Urgent meeting has the tourism industry weighing its options after government's refusal to open leisure travel during Level 3
THE TOURISM Business Council of South Africa (TBCSA) held an urgent meeting to discuss the way forward for the sector.
The organisation said the meeting on Monday followed various attempts to convince the government to allow a phased reopening of the tourism sector, especially the use of leisure accommodation under lockdown Level 3.
The industry has decided to consider its options to stop the daily R748 million loss of tourism expenditure and the further permanent loss of jobs. TBCSA said the Level 3 regulations around leisure travel were confusing, especially when a government gazette published on June 25 stated “a person may leave his or her place of residence to travel for leisure purposes as allowed under Alert Level 3″.
Over the weekend, a tweet by the @PresidencyZA, the official account for the Presidency of the Republic of South Africa, posted an infographic suggesting leisure travel was allowed under Level 3 regulations.

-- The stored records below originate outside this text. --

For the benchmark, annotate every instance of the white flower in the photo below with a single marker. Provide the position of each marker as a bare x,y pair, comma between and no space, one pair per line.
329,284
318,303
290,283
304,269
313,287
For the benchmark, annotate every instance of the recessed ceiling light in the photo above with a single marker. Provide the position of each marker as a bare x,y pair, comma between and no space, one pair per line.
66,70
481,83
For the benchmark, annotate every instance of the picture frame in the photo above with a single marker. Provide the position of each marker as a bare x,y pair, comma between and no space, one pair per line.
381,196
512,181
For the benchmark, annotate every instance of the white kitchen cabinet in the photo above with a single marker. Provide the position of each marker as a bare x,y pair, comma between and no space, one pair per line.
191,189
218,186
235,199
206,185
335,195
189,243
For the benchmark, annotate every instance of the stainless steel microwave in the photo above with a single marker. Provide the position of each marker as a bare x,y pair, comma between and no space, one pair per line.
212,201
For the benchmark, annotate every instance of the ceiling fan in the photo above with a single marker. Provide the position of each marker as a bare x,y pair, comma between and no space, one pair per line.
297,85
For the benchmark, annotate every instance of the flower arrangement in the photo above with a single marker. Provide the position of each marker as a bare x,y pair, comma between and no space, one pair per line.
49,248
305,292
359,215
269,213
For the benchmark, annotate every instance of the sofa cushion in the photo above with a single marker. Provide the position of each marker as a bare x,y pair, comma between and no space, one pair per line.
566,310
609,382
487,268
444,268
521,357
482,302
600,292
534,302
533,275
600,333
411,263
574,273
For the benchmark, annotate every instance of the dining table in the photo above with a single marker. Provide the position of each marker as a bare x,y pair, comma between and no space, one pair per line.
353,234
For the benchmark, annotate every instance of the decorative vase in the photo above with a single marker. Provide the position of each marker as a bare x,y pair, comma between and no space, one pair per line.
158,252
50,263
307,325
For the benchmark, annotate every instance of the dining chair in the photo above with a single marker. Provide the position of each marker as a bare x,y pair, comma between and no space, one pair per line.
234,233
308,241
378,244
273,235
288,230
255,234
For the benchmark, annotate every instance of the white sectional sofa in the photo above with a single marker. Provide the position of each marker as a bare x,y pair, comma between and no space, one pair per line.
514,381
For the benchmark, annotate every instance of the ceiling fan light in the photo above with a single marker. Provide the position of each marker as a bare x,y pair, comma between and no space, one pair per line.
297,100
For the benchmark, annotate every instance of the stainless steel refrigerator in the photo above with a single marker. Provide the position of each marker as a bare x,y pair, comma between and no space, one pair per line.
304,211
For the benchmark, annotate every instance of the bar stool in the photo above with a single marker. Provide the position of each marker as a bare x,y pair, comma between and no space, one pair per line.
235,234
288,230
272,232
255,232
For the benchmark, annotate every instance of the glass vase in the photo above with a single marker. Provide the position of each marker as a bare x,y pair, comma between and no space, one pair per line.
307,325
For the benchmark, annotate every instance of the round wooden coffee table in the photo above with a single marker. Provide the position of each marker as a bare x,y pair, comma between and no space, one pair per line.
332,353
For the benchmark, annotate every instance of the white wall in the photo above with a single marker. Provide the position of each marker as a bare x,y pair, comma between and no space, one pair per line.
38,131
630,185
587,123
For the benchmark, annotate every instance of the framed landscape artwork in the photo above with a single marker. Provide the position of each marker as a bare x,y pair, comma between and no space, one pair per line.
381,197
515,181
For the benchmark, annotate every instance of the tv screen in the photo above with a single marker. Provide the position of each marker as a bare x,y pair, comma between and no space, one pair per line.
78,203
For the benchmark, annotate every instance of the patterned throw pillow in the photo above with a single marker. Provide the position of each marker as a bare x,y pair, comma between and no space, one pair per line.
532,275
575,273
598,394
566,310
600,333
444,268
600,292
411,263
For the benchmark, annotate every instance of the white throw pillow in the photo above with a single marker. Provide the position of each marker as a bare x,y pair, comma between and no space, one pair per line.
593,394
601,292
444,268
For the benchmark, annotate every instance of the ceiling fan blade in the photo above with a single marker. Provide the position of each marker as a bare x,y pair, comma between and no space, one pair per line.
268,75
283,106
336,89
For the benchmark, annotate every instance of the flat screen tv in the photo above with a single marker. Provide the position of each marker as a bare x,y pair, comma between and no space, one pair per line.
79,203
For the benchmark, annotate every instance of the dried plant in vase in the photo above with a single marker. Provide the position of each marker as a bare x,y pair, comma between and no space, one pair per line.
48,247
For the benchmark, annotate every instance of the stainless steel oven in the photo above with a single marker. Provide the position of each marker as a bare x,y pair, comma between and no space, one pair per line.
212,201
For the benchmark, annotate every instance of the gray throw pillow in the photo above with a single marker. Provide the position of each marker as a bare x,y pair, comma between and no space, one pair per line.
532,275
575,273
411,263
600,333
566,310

This was considered a “big win” for the tourism industry which closed its business for four months due to Covid-19. A few hours later, however, the Presidency deleted the tweet, claiming it was an editorial error. The news did not sit well with many South Africans.
TBCSA chief executive Tshifhiwa Tshivhengwa said attempts to appeal to the government were not adequately considered.
“As a result, we have no choice but to weigh our options on the relief that will protect and save businesses within the sector as well as the value chain of tourism and hospitality, otherwise the industry is facing permanent closure.”
Tshivhengwa said the organisation presented a comprehensive tourism recovery plan to Ramaphosa, which was backed by health protocols developed by the industry to mitigate the spread of Covid-19.
The plan is based on a phased approach starting with domestic travel and then the opening of international inbound travel by at least September 2020 to take advantage of the inbound summer high season, which runs from September to April and represents 60% of South Africa’s international tourism annual revenue.
According to Stats SA’s Tourism Satellite Account, in 2018 the total tourism spend in South Africa was R273.2 billion. Domestic tourism accounted for 56% of total spend and 44% was international inbound travel. This translates to roughly R22.7bn per month and R748m per day in tourism expenditure that has been lost. Tourism in South Africa supports 1.5 million jobs and contributes 8.6% to the GDP.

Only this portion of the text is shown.